The Trump administration just made it easier for collections agencies to profit off borrowers who have defaulted on their student loans.
According to the Chicago Tribune, Trump sent a letter to agencies that collect payments from borrowers who have defaulted on student loans, telling them they no longer have to adhere to an Obama-era rule forbidding them from tacking on extra fees.
Who does this effect?
The main impact will be on people who got money for college through the Federal Family Education Loan (FFEL) program, which allowed borrowers to receive federally insured and subsidized loans from private lenders. Though that program was eliminated in 2010, millions of borrowers are still paying off their debts. The rollback on this protection will specifically affect those who have fallen critically behind, or "defaulted," on their FFEL loans, and have entered a rehabilitation program whereby they pay a smaller amount for set a period time to prove they are financially responsible.
Natalia Abrams, the executive director of Student Debt Crisis, told ATTN: that borrowers with FFEL loans comprise just under half of the 8 million people who have defaulted on their student debt, and could be become subject to these extra fees. As Abrams explained, these people are often those with the least ability to pay, given that they've already entered default.
"Collection agencies were allowed charge collection fees when you go into default, up to 16 percent. The Obama administration said, 'do not charge that collection fee,'" Abrams said. "Now, the collection agencies can go back to charge these fees again."
Why don't people just apply for income driven repayment instead of defaulting?
That's because, in most cases, borrowers with these old FFEL loans don't have the same income based repayment options as those who got direct loans from the federal government in the last couple of years — unless they choose to consolidate.
So, what happens to borrowers who can't pay their FFEL loans? They enter default, and are put on a plan managed by the federal government and serviced by a collections agency.
Who will benefit from these fees?
Abrams said the collections agencies, who are already paid by the federal government to service payments made by people in rehabilitation programs, will now make even more money off borrowers in default.

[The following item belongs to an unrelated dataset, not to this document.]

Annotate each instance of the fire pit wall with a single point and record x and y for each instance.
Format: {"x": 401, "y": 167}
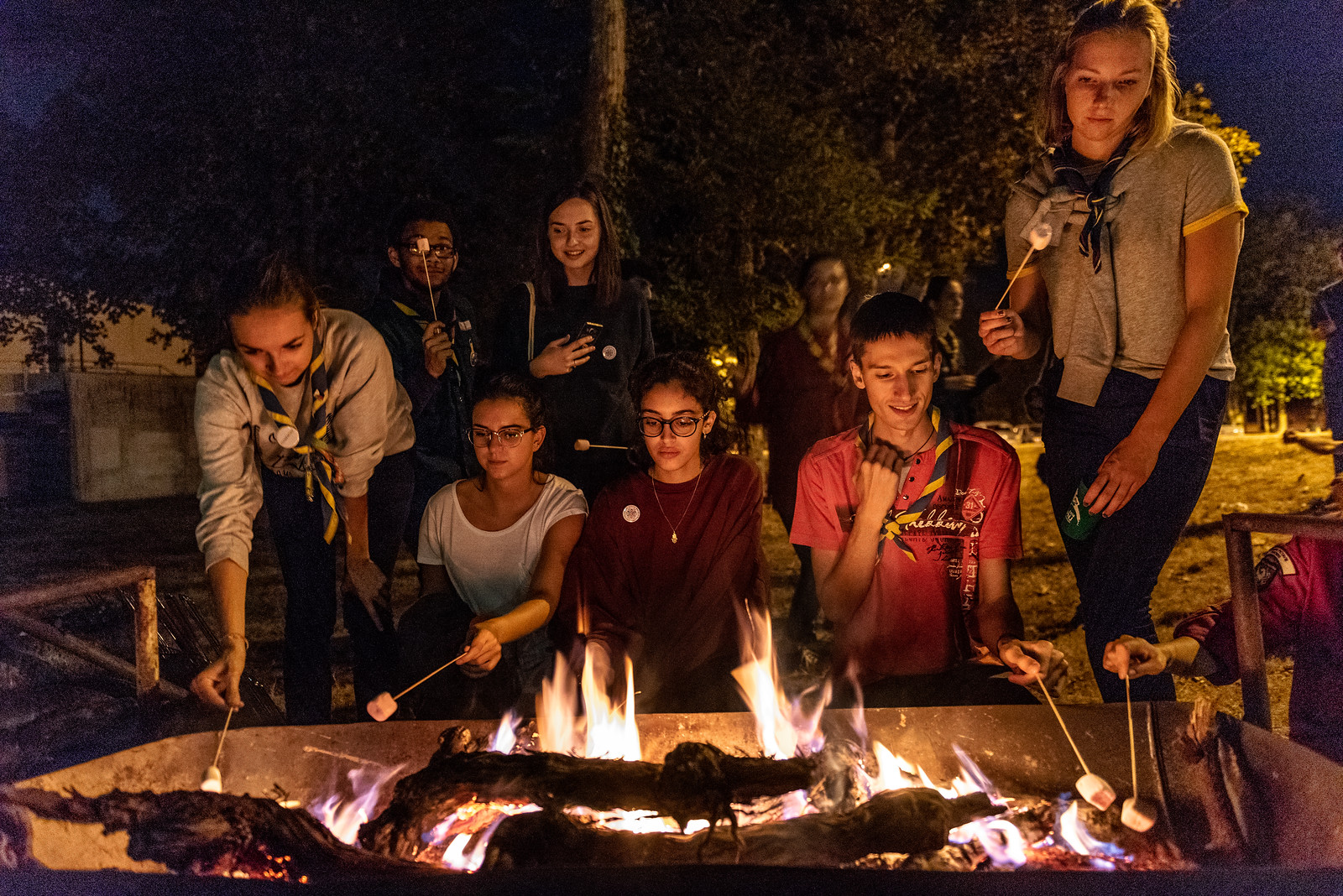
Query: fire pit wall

However, those fees won't get the borrower any closer to paying off their loans, and might make it even harder for them to complete the default process, which would result in the bank who owns the loan being able to garnish their wages, Abrams said.
The new regulations come at a bad time.
The Washington Post reported on Tuesday that the number of people defaulting on their student loans is "soaring," and the bulk of people who are defaulting are those with FFEL loans.
From the Post:
"Nearly half of the outstanding debt in default comes from the old bank-based federal lending program, known as the Federal Family Education Loan (FFEL) Program. There has been a fairly steady increase in the total amount of past-due debt in the program, even as the number of borrowers has declined, suggesting that interest charges and other fees are being tacked on to balances."
"[The fees] are going to hurt borrowers," Abrams said. "People who are already in default don’t need an extra 16 percent tacked on. It’s just silly."
This story was updated to clarify the number of borrowers holding FFEL loans.